O charme de pertencer
O CCBel já recebeu exposições marcantes, como a primeira VIII de Maio, com obras de 26 artistas cearenses vindas do acervo de Tota. Em aniversários como o de 7 anos, nomes como Adelson Viana, Paulo Façanha e a banda Os Transacionais mostraram que a cena musical local continua pulsando, cheia de histórias e encontros espontâneos.
O espaço combina momentos de contemplação e participação: há salas silenciosas para leitura, escadarias para conversas e janelas para ouvir música enquanto se observa o mar. Cada grafite, cada esquina, é convite para foto, reflexão e descoberta.
O CCBel oferece um estúdio acessível, editais culturais que fazem a cultura acontecer e inclusão que transforma. É memória viva, pois Belchior não é apenas saudade: está presente em cada acorde, cada evento, cada mural.
Por que visitar o Centro Cultural Belchior
- Arte viva: exposições, grafites e instalações que dialogam com a cidade e o mar.
- Música em ação: shows, gravações e oficinas que impulsionam artistas locais.

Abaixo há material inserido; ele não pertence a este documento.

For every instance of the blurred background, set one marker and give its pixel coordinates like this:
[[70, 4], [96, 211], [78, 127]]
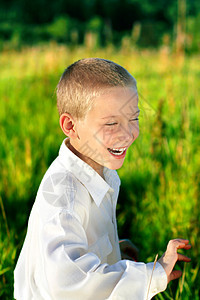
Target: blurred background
[[158, 42], [146, 23]]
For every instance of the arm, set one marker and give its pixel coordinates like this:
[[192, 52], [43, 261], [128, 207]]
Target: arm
[[75, 273], [128, 250], [171, 256]]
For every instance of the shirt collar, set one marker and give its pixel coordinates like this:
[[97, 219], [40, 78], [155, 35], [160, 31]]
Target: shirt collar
[[94, 183]]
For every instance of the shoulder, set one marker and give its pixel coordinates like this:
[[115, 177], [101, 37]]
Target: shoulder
[[59, 190]]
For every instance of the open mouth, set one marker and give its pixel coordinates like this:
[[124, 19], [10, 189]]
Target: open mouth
[[117, 152]]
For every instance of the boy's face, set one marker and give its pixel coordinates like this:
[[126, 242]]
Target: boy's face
[[108, 129]]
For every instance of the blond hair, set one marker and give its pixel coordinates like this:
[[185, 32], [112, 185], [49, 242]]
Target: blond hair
[[86, 79]]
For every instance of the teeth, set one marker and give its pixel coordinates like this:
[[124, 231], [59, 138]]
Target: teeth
[[120, 151]]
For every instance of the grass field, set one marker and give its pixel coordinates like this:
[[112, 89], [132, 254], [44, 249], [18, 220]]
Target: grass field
[[160, 192]]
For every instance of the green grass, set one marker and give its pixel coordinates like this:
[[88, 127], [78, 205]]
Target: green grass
[[160, 177]]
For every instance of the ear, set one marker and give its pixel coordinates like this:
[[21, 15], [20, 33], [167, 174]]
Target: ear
[[67, 124]]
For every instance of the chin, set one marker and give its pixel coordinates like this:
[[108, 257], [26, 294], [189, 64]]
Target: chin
[[115, 166]]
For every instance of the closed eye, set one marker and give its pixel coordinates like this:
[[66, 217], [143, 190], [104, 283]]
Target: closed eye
[[135, 119]]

- Memória e inovação: preservação da obra de Belchior com espaços modernos e acolhedores.
- Participação coletiva: eventos gratuitos ou acessíveis conectando moradores, turistas e criadores.
- Cultura pulsante: ponto de encontro que reflete o ritmo, a identidade e o espírito de Fortaleza.
O Centro Cultural Belchior nasceu para homenagear um ícone, mas hoje é muito mais: é pulso cultural da cidade, espaço de inovação, memória, música e mural urbano que transforma a orla em experiência sensorial e viva.